|Students sit and watch an installation by Isabelle Lutterodt at the NEXUS exhibit at The W. Keith and Janet Kellogg University Art Gallery.|
|Students admire the work of Sheila Pinkel at the NEXUS exhibit, which will be on display through Dec. 11.|
The W. Keith and Janet Kellogg University Art Gallery is featuring NEXUS, an exhibition that explores with the intersection of race, class and gender. The exhibit, which is open and free to the public, will run through Dec. 11.
NEXUS presents new works by four artists from across the world Isabelle Lutterodt, Sheila Pinkel, Alex Donis and Abdelali Dahrouch who deal with some aspect of the intersection of race, class and gender. The exhibit includes photography, oil paintings and a video installation.
Lutterodt was born in England and uses her unusual genealogy her father is from Ghana, her mother is British to explore identity, fantasy and memory through created or found photographs and texts. She will travel to Ghana to create images of the landscape and, through a layering of the real and the metaphorical, explore the difference/sameness in the relationship to the African landscape of that of her white grandmother and herself.

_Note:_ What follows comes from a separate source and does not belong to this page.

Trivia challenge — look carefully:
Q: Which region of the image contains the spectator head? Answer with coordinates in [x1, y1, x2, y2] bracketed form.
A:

Pinkel, a Los Angeles resident and an art professor at Pomona College, has been making art with political themes since the 60's. In this exhibit, she speaks to the high rate of incarceration of people of color in California. She also addresses workers rights issues and unfair labor competition within the Prison Industrial Authority.
Donis, who describes himself as a queer artist and a feminist, uses art history to pay tribute to contemporary art-world women who have influenced and inspired him. By cutting out the extraneous background and focusing on the iconic pose and by substituting his woman of inspiration for the male and white subjects of history, he presents a critique of race, gender and class that is witty and humorous. Donis is a resident of Los Angeles.
Dahrouch is a conceptual media artist who lives in Los Angeles and works between the United States, France and Morocco. Born in Tangier, and raised between Morocco and France, Dahrouch emigrated to the U.S. in 1984 to pursue multimedia art as a vehicle to address the political and social issues in which he was immersed as an activist and writer. The video installation created specifically for this exhibition, “The Liquid Cemetery,” addresses Europe's methods for controlling the flow of immigrant labor from the south and the tragic loss of life in the Strait of Gibraltar.